Evrendeki bütün etkileşimleri ortaya çıkaran 4 temel kuvvet vardır. Bunlardan güçlü nükleer ve zayıf nükleer kuvvetin menzili atomsal ölçektedir. Dolayısıyla makro evrendeki bütün etkileşimlerin sorumlusu olan kuvvetler elektromanyetik kuvvet ve kütle çekim kuvvetidir. Elektromanyetik kuvvet; itme ve çekme olarak çift yönlü işlerken, kütle çekimi adından da anlaşılabileceği gibi sadece tek yönlü olarak kütleli cisimleri birbirine doğru çeker. Eğer kütle çekimi tek yönlü işliyorsa kütleli cisimlerin kendi içine çökmesi beklenebilir. Ancak gezegenler ve uydular gibi görece küçük kütleli cisimlerde elektromanyetik kuvvet, atomların sahip olduğu aynı yüklerin birbirini itmesi sayesinde kütlenin kendi içine çökmesine engel olur ve bu kuvvet yarışı ile cisim dengeye gelir.
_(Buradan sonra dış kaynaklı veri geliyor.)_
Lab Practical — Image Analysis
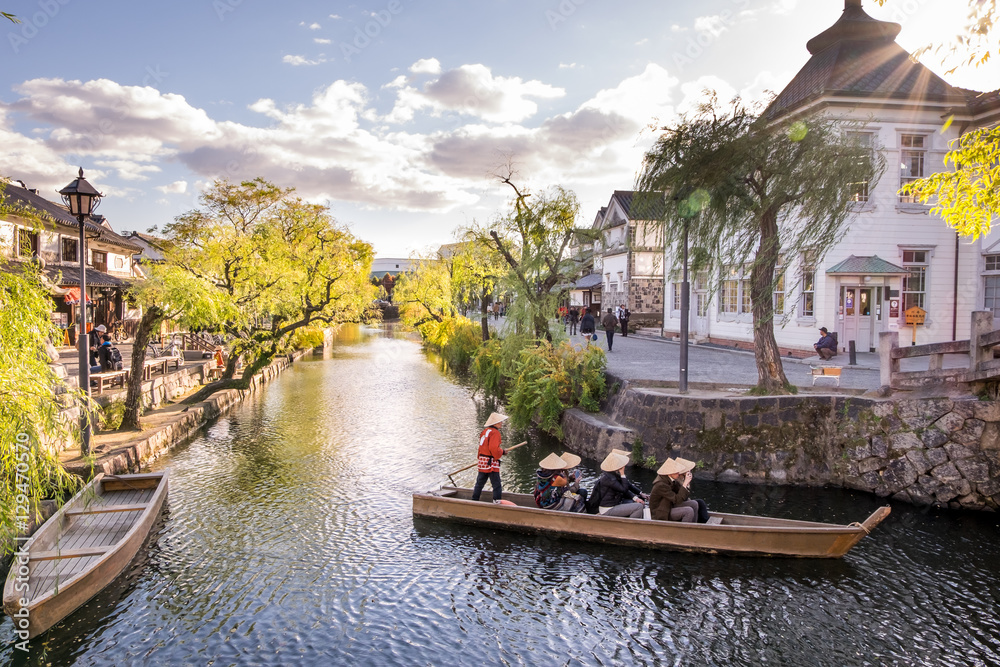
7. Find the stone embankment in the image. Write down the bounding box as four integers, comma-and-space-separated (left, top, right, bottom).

Buna karşın çok büyük kütleli cisimlerde kütle çekim kuvveti cismin kütle merkezinde büyük bir basınç oluşturur, bununla birlikte aynı yerde sınırlı sayıda atom elektromanyetik kuvvetle birbirini itmeye çalışır.  Elektromanyetik kuvvet belli bir büyüklükteki basıncın daha fazlasına karşı koyamaz ve kütle çekimi baskın gelir. Böylece merkezdeki atomların çekirdekleri kaynaşmaya başlar. Bu kaynaşma füzyon olarak adlandırılır. Bir yıldızı diğer gökcisimlerinden veya kendi bedeninizden ayıran şey de kütle çekimini elektromanyetik kuvvet ile değil, merkezinde gerçekleşen bu füzyon reaksiyonlarında ürettiği enerjiyle dengelemesidir. 

Yıldız Oluşum Aşamaları

Yıldızların oluşum bölgeleri emisyon bulutsularıdır. Yıldızlar bu oluşum sırasında birkaç aşamadan geçer. 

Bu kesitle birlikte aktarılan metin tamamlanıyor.